From Table 1, it can be seen that the protective films of Examples 1 to 8 containing the ultraviolet absorber in both the hard coat layer and the pressure-sensitive adhesive layer are excellent in scratch resistance, weather resistance and transparency. On the other hand, the protective films of Examples 9 and 10 containing the ultraviolet absorber only in the hard coat layer or the adhesive layer,
It can be seen that the weather resistance is inferior such that the transparency is lowered due to the bleed-out of the ultraviolet absorber, the adhesive is coagulated and peeled off (Example 9), and the resin film is significantly yellowed (Example 10).

Although no clear difference was observed in the UV blocking effect, the reason for this was that the total amount of the UV absorbers contained in the protective film of each example was about the same, and the infrared blocking layer was It is considered that it has a certain degree of ultraviolet blocking effect and that the ultraviolet transmittance was measured through the glass of the test sample.

[0099]

As described above, the protective film of the present invention has a hard coat layer containing an ultraviolet absorber on one surface of the organic resin film, and therefore has excellent scratch resistance, weather resistance and transparency. Since it has an adhesive layer containing an ultraviolet absorber on one surface, it has a sufficient ultraviolet blocking effect. Therefore, even when it is attached to a window glass or the like from the outdoor side and used for a long period of time, deterioration of transparency and coloring of the resin film are less likely to occur.

[Brief description of drawings]

FIG. 1 is a schematic view showing a cross section of a state in which a protective film according to an embodiment of the present invention is attached to glass.
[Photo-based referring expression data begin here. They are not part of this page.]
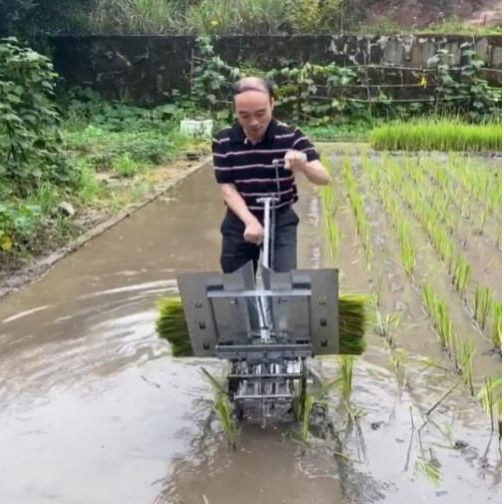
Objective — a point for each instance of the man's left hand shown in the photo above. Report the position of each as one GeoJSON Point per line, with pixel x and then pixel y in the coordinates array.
{"type": "Point", "coordinates": [296, 161]}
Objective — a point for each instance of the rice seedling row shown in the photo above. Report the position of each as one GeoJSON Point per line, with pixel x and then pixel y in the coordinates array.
{"type": "Point", "coordinates": [357, 204]}
{"type": "Point", "coordinates": [460, 271]}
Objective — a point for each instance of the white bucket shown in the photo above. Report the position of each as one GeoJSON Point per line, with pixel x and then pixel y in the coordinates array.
{"type": "Point", "coordinates": [197, 129]}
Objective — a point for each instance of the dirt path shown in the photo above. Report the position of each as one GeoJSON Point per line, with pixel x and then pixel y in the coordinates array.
{"type": "Point", "coordinates": [93, 409]}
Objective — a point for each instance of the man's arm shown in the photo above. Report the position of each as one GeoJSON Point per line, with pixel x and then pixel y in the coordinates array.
{"type": "Point", "coordinates": [254, 231]}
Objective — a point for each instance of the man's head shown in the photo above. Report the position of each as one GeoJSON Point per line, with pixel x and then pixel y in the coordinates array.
{"type": "Point", "coordinates": [254, 103]}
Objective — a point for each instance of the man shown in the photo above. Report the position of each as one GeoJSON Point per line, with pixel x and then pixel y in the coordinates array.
{"type": "Point", "coordinates": [245, 159]}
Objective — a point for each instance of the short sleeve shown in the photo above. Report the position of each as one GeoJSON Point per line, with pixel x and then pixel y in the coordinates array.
{"type": "Point", "coordinates": [224, 172]}
{"type": "Point", "coordinates": [303, 144]}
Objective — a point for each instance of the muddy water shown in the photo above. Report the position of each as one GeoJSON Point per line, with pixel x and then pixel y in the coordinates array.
{"type": "Point", "coordinates": [93, 409]}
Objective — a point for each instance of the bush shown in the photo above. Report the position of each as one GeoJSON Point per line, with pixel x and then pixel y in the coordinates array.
{"type": "Point", "coordinates": [30, 137]}
{"type": "Point", "coordinates": [17, 222]}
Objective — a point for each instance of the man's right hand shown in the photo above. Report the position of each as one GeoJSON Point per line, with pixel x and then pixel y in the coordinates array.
{"type": "Point", "coordinates": [254, 233]}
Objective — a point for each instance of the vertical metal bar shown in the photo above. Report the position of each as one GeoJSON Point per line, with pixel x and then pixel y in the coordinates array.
{"type": "Point", "coordinates": [267, 233]}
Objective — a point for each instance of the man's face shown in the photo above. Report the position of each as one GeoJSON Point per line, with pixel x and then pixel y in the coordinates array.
{"type": "Point", "coordinates": [254, 111]}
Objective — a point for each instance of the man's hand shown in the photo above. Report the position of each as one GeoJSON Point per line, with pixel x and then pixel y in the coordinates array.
{"type": "Point", "coordinates": [296, 161]}
{"type": "Point", "coordinates": [254, 233]}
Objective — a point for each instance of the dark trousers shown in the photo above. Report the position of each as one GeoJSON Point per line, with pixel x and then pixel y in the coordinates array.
{"type": "Point", "coordinates": [236, 252]}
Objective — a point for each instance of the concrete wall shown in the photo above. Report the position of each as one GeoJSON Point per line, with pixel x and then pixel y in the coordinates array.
{"type": "Point", "coordinates": [144, 69]}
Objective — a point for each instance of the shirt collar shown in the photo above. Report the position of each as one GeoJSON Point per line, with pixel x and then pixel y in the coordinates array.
{"type": "Point", "coordinates": [238, 135]}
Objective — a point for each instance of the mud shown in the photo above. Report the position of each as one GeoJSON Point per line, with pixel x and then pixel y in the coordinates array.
{"type": "Point", "coordinates": [94, 410]}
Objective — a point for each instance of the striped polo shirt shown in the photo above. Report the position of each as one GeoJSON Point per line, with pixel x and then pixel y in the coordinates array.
{"type": "Point", "coordinates": [251, 168]}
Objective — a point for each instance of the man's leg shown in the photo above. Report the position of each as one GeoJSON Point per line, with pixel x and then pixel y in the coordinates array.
{"type": "Point", "coordinates": [236, 252]}
{"type": "Point", "coordinates": [286, 241]}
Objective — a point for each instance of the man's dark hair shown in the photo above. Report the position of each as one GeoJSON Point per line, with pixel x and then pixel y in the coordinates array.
{"type": "Point", "coordinates": [254, 84]}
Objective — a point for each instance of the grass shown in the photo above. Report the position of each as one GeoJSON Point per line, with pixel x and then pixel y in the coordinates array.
{"type": "Point", "coordinates": [357, 204]}
{"type": "Point", "coordinates": [330, 206]}
{"type": "Point", "coordinates": [224, 410]}
{"type": "Point", "coordinates": [461, 275]}
{"type": "Point", "coordinates": [171, 325]}
{"type": "Point", "coordinates": [438, 135]}
{"type": "Point", "coordinates": [438, 311]}
{"type": "Point", "coordinates": [465, 358]}
{"type": "Point", "coordinates": [453, 25]}
{"type": "Point", "coordinates": [353, 324]}
{"type": "Point", "coordinates": [135, 17]}
{"type": "Point", "coordinates": [497, 326]}
{"type": "Point", "coordinates": [483, 302]}
{"type": "Point", "coordinates": [345, 132]}
{"type": "Point", "coordinates": [395, 211]}
{"type": "Point", "coordinates": [491, 399]}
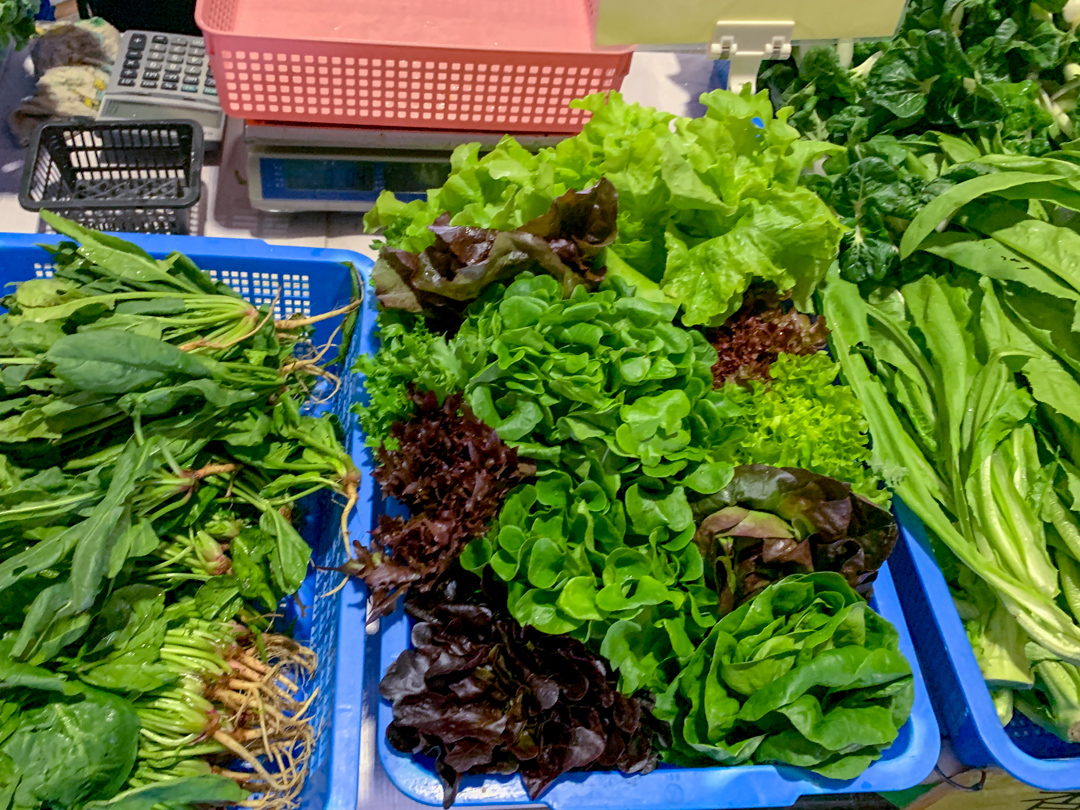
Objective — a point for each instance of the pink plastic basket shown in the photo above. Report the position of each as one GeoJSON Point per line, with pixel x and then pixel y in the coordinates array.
{"type": "Point", "coordinates": [502, 65]}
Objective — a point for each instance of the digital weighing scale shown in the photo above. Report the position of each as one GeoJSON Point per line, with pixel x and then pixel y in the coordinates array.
{"type": "Point", "coordinates": [294, 167]}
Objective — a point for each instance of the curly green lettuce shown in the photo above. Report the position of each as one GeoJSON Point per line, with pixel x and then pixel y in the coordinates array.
{"type": "Point", "coordinates": [706, 205]}
{"type": "Point", "coordinates": [805, 418]}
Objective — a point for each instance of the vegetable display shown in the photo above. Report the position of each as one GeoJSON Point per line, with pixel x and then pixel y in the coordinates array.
{"type": "Point", "coordinates": [568, 435]}
{"type": "Point", "coordinates": [153, 462]}
{"type": "Point", "coordinates": [993, 339]}
{"type": "Point", "coordinates": [959, 81]}
{"type": "Point", "coordinates": [694, 227]}
{"type": "Point", "coordinates": [486, 693]}
{"type": "Point", "coordinates": [16, 22]}
{"type": "Point", "coordinates": [770, 523]}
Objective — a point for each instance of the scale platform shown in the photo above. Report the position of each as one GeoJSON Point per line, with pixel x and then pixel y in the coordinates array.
{"type": "Point", "coordinates": [295, 167]}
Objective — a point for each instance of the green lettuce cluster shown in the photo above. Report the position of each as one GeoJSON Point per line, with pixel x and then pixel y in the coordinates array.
{"type": "Point", "coordinates": [805, 418]}
{"type": "Point", "coordinates": [410, 353]}
{"type": "Point", "coordinates": [804, 674]}
{"type": "Point", "coordinates": [705, 205]}
{"type": "Point", "coordinates": [615, 405]}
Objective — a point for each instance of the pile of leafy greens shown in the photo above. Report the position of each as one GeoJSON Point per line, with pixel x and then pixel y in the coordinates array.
{"type": "Point", "coordinates": [971, 383]}
{"type": "Point", "coordinates": [153, 456]}
{"type": "Point", "coordinates": [453, 472]}
{"type": "Point", "coordinates": [515, 321]}
{"type": "Point", "coordinates": [483, 693]}
{"type": "Point", "coordinates": [770, 523]}
{"type": "Point", "coordinates": [705, 205]}
{"type": "Point", "coordinates": [805, 674]}
{"type": "Point", "coordinates": [960, 80]}
{"type": "Point", "coordinates": [16, 22]}
{"type": "Point", "coordinates": [615, 405]}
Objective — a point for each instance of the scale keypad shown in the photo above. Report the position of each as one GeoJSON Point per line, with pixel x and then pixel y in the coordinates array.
{"type": "Point", "coordinates": [165, 65]}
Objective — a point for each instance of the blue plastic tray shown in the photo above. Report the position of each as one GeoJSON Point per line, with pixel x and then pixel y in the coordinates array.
{"type": "Point", "coordinates": [910, 758]}
{"type": "Point", "coordinates": [959, 693]}
{"type": "Point", "coordinates": [311, 281]}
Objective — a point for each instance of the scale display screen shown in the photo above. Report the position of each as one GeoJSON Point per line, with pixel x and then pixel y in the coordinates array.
{"type": "Point", "coordinates": [328, 175]}
{"type": "Point", "coordinates": [415, 176]}
{"type": "Point", "coordinates": [343, 179]}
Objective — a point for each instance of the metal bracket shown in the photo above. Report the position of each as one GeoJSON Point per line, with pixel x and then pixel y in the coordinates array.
{"type": "Point", "coordinates": [747, 44]}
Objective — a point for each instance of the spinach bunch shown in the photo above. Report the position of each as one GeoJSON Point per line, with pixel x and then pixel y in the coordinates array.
{"type": "Point", "coordinates": [804, 674]}
{"type": "Point", "coordinates": [154, 458]}
{"type": "Point", "coordinates": [960, 80]}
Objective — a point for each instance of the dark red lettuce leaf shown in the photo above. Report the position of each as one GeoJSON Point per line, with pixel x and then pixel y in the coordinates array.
{"type": "Point", "coordinates": [748, 341]}
{"type": "Point", "coordinates": [463, 260]}
{"type": "Point", "coordinates": [483, 694]}
{"type": "Point", "coordinates": [454, 473]}
{"type": "Point", "coordinates": [772, 522]}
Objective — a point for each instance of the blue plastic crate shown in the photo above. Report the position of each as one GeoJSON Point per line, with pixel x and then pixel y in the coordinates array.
{"type": "Point", "coordinates": [310, 281]}
{"type": "Point", "coordinates": [957, 689]}
{"type": "Point", "coordinates": [910, 758]}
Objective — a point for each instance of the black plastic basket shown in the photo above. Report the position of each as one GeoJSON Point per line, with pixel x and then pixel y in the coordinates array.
{"type": "Point", "coordinates": [140, 177]}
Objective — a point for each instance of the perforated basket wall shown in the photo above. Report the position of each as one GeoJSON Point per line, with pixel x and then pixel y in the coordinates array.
{"type": "Point", "coordinates": [302, 281]}
{"type": "Point", "coordinates": [518, 88]}
{"type": "Point", "coordinates": [116, 176]}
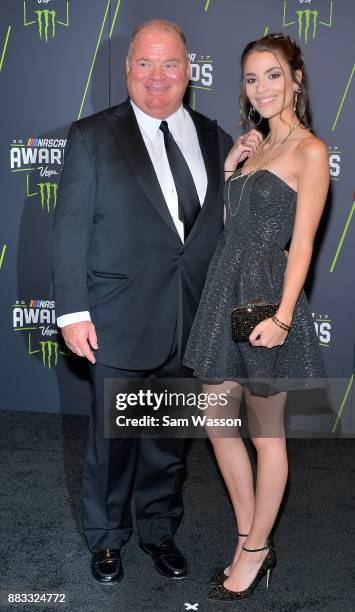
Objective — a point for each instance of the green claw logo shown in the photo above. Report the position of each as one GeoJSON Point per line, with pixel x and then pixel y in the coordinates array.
{"type": "Point", "coordinates": [306, 19]}
{"type": "Point", "coordinates": [307, 14]}
{"type": "Point", "coordinates": [46, 14]}
{"type": "Point", "coordinates": [45, 191]}
{"type": "Point", "coordinates": [46, 21]}
{"type": "Point", "coordinates": [49, 350]}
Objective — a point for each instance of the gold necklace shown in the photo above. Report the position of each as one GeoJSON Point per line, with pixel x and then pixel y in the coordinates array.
{"type": "Point", "coordinates": [239, 174]}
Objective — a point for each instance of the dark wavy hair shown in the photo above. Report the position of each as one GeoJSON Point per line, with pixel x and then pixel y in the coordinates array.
{"type": "Point", "coordinates": [292, 54]}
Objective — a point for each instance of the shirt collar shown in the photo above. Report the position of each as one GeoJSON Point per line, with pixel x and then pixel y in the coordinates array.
{"type": "Point", "coordinates": [151, 125]}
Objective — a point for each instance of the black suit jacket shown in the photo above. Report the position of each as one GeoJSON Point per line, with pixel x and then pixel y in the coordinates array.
{"type": "Point", "coordinates": [116, 251]}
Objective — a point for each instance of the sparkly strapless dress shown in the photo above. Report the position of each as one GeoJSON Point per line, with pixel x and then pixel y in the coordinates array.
{"type": "Point", "coordinates": [249, 265]}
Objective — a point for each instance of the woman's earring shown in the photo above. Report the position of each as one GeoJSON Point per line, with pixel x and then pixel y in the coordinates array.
{"type": "Point", "coordinates": [296, 94]}
{"type": "Point", "coordinates": [251, 114]}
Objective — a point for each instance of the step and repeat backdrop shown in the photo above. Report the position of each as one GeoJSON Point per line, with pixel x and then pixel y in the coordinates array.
{"type": "Point", "coordinates": [64, 59]}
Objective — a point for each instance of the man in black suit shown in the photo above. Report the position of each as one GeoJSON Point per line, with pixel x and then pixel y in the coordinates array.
{"type": "Point", "coordinates": [139, 214]}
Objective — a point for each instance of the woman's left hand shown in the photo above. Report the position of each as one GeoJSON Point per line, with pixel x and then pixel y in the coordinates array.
{"type": "Point", "coordinates": [270, 334]}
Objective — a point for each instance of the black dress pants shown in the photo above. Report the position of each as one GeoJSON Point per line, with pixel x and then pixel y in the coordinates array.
{"type": "Point", "coordinates": [114, 467]}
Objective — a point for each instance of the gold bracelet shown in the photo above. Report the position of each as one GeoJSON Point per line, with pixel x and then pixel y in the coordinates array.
{"type": "Point", "coordinates": [280, 324]}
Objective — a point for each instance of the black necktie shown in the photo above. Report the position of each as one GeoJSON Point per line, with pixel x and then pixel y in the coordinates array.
{"type": "Point", "coordinates": [189, 204]}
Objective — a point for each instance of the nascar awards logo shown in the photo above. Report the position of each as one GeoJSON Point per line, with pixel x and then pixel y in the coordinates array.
{"type": "Point", "coordinates": [201, 71]}
{"type": "Point", "coordinates": [308, 17]}
{"type": "Point", "coordinates": [45, 17]}
{"type": "Point", "coordinates": [334, 162]}
{"type": "Point", "coordinates": [44, 156]}
{"type": "Point", "coordinates": [323, 326]}
{"type": "Point", "coordinates": [37, 318]}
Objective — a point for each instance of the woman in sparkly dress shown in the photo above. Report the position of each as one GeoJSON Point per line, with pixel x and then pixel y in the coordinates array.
{"type": "Point", "coordinates": [275, 199]}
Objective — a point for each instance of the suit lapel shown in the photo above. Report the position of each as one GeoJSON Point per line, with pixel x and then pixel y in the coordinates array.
{"type": "Point", "coordinates": [123, 123]}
FIG. 2 is a schematic view showing a cross section of a state in which a protective film according to another embodiment of the present invention is attached to glass.

[Explanation of symbols]

1,3. Protective film 1a, 3a. Resin film 1b, 3b. Hard coat layer 1c, 3c. Adhesive layer 2. Glass 3d. Heat ray blocking layer

─────────────────────────────────────────────────── ─── Continuation of front page (51) Int.Cl. ⁷ Identification code FI theme code (reference) C09D 5/00 C09D 5/00 Z C09J 11/00 C09J 11/00 201/00 201/00 (72) Invention Person Hiroshi Yamamoto 1150, Hazawa-machi, Kanagawa-ku, Yokohama, Kanagawa Prefecture Asahi Glass Co., Ltd. (72) Inventor Satoshi Tanaka 530, Oshima, Namerikawa City, Toyama Prefecture F Term (reference) 4F100 AA20C AK01A AT00A BA03 BA07 BA10C CA23C CC02C DE04C GB07 GB32 JB14C JD10B JD10C JK09 JK12C JL09 JL13B JN01 4J004 AA10 AB01 CA06 CA07 CC02 CC03 FA04 4J038 DL172 FA011 FA121 FA131 FA141 FA151 FA161 FA281 GA12 HA446 KA08 KA12 MA11 NA03 NA19 PA17 PB07 PB08 PC08 4J040 DF041 DF051 EF181 EF291 EF301 GA07 HA136 HD41 JA09 JB09 KA29 KA32 KA42 MA05 MB03 NA12 NA16 PA23

Claims (4)

[Claims] 1. A protective film to be adhered to a glass surface on the outdoor side, which comprises an adhesive layer for adhering to the glass surface, a resin film adhered via the adhesive layer, and a resin film of the resin film. A protective film comprising a hard coat layer provided on the surface, wherein the pressure-sensitive adhesive layer and the hard coat layer contain an ultraviolet absorber. 2. The protective film according to claim 1, wherein the pressure-sensitive adhesive layer and / or the hard coat layer contains a heat ray blocking agent, or is further provided with a layer containing a heat ray blocking agent. 3. The cured product of the coating composition (a), wherein the hard coat layer comprises a compound having at least one active energy ray-curable polymerizable functional group as a curable component. The protective film described in. 4. The protective film according to claim 3, wherein the coating composition (a) contains colloidal silica.